Even if you didn’t ace your first year logic course, it doesn’t take a logician to notice the conditions explicit in the above rationale are glaringly absent from their earlier, deceitful, claim. A jar of nutmeg would satisfy this definition as well—if it were sold as a hallucinogenic drug. In practice, neither packaged S. divinorum nor nutmeg is sold or represented as a hallucinogen. Health Canada is grabbing at straws.

Note too, Health Canada claims to have divined the mechanism of hallucinogenesis. No references pertaining to this breakthrough are cited, which stands in marked contrast to this recent report in PLoS ONE, Investigating the Mechanisms of Hallucinogen-Induced Visions Using 3,4-Methylenedioxyamphetamine (MDA), which begins with a flatly honest assessment:

“The mechanisms of drug-induced visions are poorly understood. Very few serotonergic hallucinogens have been studied in humans in decades, despite widespread use of these drugs and potential relevance of their mechanisms to hallucinations occurring in psychiatric and neurological disorders.”

On 27 July 2011 I filed an Access To Information (ATI) request with Health Canada requesting copies of three Saliva-related ATIs filed previously by other individuals (My thanks to ATI analyst Leslie Larabie for handling my request):

At almost 3500 pages, this is a deeply disillusioning read. It is testimony on how a fatally flawed proposal based on the flimsiest of evidence but driven by blind ideology takes on a life of its own as it lumbers along.
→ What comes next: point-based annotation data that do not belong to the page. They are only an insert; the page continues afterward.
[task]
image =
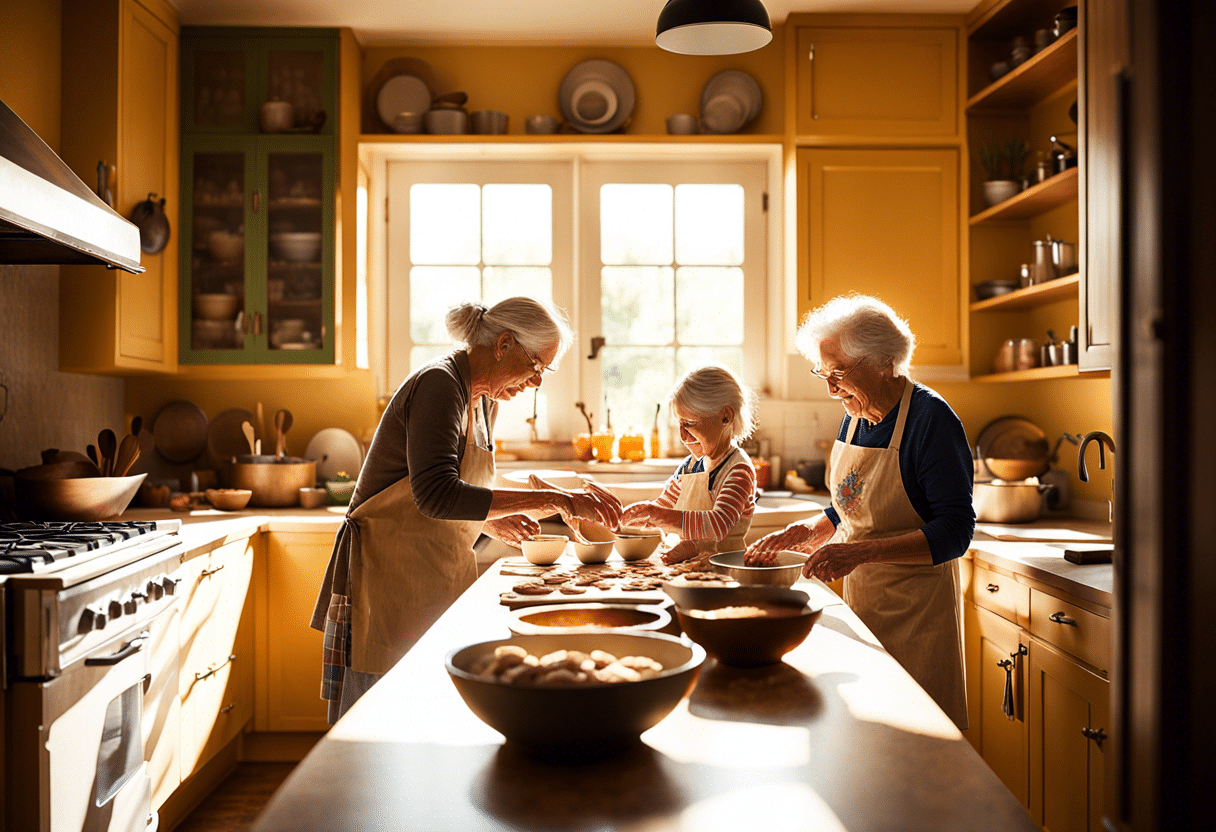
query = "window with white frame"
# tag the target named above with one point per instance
(664, 260)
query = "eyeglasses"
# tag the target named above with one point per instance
(834, 376)
(540, 369)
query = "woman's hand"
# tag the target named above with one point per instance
(764, 551)
(511, 529)
(637, 515)
(680, 552)
(836, 561)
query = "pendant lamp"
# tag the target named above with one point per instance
(713, 27)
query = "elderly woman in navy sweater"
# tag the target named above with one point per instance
(901, 495)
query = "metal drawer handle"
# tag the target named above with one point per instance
(134, 646)
(213, 669)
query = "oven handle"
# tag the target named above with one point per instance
(134, 646)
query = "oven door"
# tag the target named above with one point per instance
(84, 730)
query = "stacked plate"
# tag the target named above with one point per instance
(597, 96)
(730, 101)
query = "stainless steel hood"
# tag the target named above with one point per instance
(48, 215)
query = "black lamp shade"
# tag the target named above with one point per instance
(713, 27)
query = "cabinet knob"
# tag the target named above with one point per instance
(1097, 735)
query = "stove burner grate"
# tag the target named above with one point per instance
(27, 544)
The amount of time and energy that has been squandered on this insignificant threat to health is truly astonishing, a discredit to Health Canada and a disservice to Canadians.
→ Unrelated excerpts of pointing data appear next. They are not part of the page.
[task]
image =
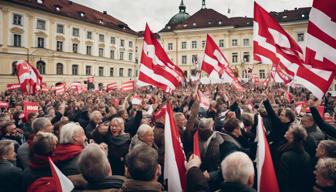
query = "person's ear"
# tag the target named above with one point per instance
(250, 181)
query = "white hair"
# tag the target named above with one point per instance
(68, 131)
(143, 129)
(237, 167)
(95, 114)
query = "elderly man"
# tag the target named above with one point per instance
(95, 168)
(143, 168)
(144, 136)
(10, 175)
(238, 173)
(40, 124)
(71, 144)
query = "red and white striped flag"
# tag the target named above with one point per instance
(112, 86)
(60, 89)
(62, 183)
(267, 180)
(216, 65)
(28, 75)
(273, 45)
(174, 169)
(156, 68)
(127, 86)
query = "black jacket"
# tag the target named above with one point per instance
(10, 177)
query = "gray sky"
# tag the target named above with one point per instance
(158, 12)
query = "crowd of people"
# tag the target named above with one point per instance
(103, 141)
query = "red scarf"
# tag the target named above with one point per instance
(65, 152)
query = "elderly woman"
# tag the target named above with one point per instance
(72, 142)
(10, 175)
(295, 168)
(117, 140)
(144, 136)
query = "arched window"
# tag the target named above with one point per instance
(41, 66)
(14, 68)
(59, 69)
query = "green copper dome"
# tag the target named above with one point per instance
(179, 17)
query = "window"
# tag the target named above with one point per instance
(40, 42)
(88, 70)
(184, 45)
(59, 46)
(194, 44)
(113, 40)
(194, 59)
(101, 71)
(88, 50)
(89, 35)
(16, 40)
(262, 74)
(40, 24)
(74, 69)
(300, 37)
(203, 44)
(60, 28)
(40, 65)
(121, 72)
(17, 19)
(221, 43)
(246, 42)
(75, 47)
(234, 57)
(112, 54)
(101, 37)
(246, 57)
(234, 42)
(59, 69)
(75, 32)
(111, 72)
(170, 46)
(184, 59)
(101, 52)
(130, 56)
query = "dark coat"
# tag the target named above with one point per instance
(196, 181)
(10, 177)
(111, 183)
(295, 172)
(235, 187)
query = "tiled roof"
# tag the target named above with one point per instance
(76, 11)
(207, 18)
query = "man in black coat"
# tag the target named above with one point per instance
(10, 175)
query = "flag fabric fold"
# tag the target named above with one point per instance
(174, 168)
(156, 68)
(267, 180)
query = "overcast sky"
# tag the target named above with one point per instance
(158, 12)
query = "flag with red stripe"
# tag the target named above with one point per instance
(156, 68)
(127, 86)
(216, 65)
(267, 180)
(174, 168)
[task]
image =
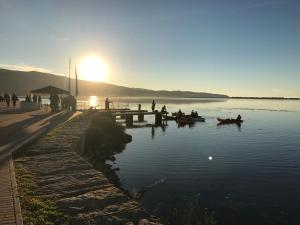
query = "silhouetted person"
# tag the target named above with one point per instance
(179, 114)
(52, 104)
(107, 104)
(34, 98)
(164, 109)
(7, 99)
(153, 105)
(152, 132)
(27, 99)
(73, 103)
(14, 99)
(56, 102)
(39, 100)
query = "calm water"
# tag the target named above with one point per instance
(246, 175)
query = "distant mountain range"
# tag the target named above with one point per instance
(22, 83)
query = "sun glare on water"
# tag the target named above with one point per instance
(93, 68)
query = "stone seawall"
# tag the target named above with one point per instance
(81, 192)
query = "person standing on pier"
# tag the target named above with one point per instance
(153, 105)
(107, 104)
(39, 100)
(7, 99)
(14, 99)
I’ll have more to say about this in due course, and it’s not a total loss: Buried herein, one finds page after page that flatly contradicts Health Canada’s current position on Salvia divinorum:

“There are no regulations or laws prohibiting the possession, use or sale of Salvia divinorum in Canada.”—Health Canada; page 57.
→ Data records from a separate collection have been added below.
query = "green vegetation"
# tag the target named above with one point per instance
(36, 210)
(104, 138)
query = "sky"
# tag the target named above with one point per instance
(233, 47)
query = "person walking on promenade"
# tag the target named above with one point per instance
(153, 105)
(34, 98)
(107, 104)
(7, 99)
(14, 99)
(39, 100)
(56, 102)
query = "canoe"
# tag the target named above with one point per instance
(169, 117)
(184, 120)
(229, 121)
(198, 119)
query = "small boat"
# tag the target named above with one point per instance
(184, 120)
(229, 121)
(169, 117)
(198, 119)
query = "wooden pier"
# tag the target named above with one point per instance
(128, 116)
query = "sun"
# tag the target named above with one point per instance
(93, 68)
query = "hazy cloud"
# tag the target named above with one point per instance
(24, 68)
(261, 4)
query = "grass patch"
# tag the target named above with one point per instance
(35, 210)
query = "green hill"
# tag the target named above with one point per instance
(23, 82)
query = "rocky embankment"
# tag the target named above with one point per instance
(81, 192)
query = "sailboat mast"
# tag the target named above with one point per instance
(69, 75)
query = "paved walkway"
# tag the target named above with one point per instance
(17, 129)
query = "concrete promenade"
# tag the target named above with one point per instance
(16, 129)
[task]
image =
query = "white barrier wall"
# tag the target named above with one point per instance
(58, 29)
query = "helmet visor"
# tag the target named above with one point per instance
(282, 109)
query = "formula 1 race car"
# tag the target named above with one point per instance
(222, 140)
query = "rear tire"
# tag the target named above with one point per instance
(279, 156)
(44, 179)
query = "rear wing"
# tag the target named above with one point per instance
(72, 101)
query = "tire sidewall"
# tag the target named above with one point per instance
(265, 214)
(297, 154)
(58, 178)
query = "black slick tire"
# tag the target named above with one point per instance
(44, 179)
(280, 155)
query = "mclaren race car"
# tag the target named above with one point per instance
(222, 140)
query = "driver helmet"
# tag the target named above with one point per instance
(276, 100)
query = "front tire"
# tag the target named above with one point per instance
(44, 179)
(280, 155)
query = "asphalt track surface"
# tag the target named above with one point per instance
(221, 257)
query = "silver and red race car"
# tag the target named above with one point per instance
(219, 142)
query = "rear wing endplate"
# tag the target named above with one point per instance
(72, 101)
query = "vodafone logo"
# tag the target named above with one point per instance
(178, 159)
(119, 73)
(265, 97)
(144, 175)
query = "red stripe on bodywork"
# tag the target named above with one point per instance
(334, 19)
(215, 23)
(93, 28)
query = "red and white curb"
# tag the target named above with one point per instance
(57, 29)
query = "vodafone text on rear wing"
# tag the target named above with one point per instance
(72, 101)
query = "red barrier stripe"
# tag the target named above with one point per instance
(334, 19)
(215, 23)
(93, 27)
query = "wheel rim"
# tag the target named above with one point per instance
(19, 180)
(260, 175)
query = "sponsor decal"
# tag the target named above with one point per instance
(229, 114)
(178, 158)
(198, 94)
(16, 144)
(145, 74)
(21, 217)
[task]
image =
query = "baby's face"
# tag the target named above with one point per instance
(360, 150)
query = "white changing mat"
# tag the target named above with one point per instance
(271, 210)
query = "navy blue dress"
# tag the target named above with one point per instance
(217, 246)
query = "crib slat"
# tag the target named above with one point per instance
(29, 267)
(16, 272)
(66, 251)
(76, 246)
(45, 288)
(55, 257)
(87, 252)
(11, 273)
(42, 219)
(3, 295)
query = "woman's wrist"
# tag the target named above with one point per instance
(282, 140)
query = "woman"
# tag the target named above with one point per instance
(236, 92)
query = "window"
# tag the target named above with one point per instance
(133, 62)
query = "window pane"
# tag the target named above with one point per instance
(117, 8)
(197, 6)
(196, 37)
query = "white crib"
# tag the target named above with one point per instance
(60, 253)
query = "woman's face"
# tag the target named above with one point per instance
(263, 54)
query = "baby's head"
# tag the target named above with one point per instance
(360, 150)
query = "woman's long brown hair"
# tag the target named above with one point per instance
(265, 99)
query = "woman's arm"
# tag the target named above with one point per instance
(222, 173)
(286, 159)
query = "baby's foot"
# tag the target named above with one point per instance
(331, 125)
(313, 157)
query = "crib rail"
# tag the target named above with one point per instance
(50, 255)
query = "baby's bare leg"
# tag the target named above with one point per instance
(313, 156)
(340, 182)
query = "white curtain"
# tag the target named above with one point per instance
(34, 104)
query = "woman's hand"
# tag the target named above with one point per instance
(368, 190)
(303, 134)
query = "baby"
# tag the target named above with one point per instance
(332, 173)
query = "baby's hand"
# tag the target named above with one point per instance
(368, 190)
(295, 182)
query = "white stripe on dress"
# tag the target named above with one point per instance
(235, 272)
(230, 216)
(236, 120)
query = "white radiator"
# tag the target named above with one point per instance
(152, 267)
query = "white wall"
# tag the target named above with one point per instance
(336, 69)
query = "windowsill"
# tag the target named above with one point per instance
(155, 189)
“Monitoring of abuse patterns should continue, however, education aimed at raising awareness of the plant’s unpredictable and occasionally upsetting psychoactive effects, rather than criminal prohibition, is key to reducing individual and social harm with respect to Salvia divinorum and its active component.”—RCMP report; page 72.

“Salvia divinorum, when associated with health claims, could meet the definition of a natural health product under the Natural Health Product Regulations (NHPR).”—An earlier, honest version of what Health Canada now says; page 392.


On 11–12 May 2011, the European Monitoring Centre for Drugs and Drug Addiction (EMCDDA) hosted the First international multidisciplinary forum on new drugs in Lisbon. Two Health Canada officials attended, and each presented a paper.

Jocelyn Kula (A/Director, Office of Controlled Substances) spoke on The “New Drug” Phenomenon: Update from Canada. Suzanne Desjardins (Director, Office of Research and Surveillance) addressed Salvia divinorum: The Canadian Experience.

Months after the conference I tried, and failed, to find any trace of the latter document. It was certainly not to be found on Health Canada’s website. So, on 21 July 2011 I sent Ms. Desjardins this e-mail requesting a copy. It’s been 4657 days—haven’t heard back yet.

I have both documents now, but it took an ATI request to get them (with thanks to ATI analyst Natalina DiNardo for handling my request.) That doesn’t say much for Health Canada, given the Communications Policy of the Government of Canada states:

[I]nformation requests or inquiries from the public are responded to promptly without undue recourse to the Access to Information Act

Note to Health Canada: the Access to Information Act is meant to supplement other forms of access, not supplant them.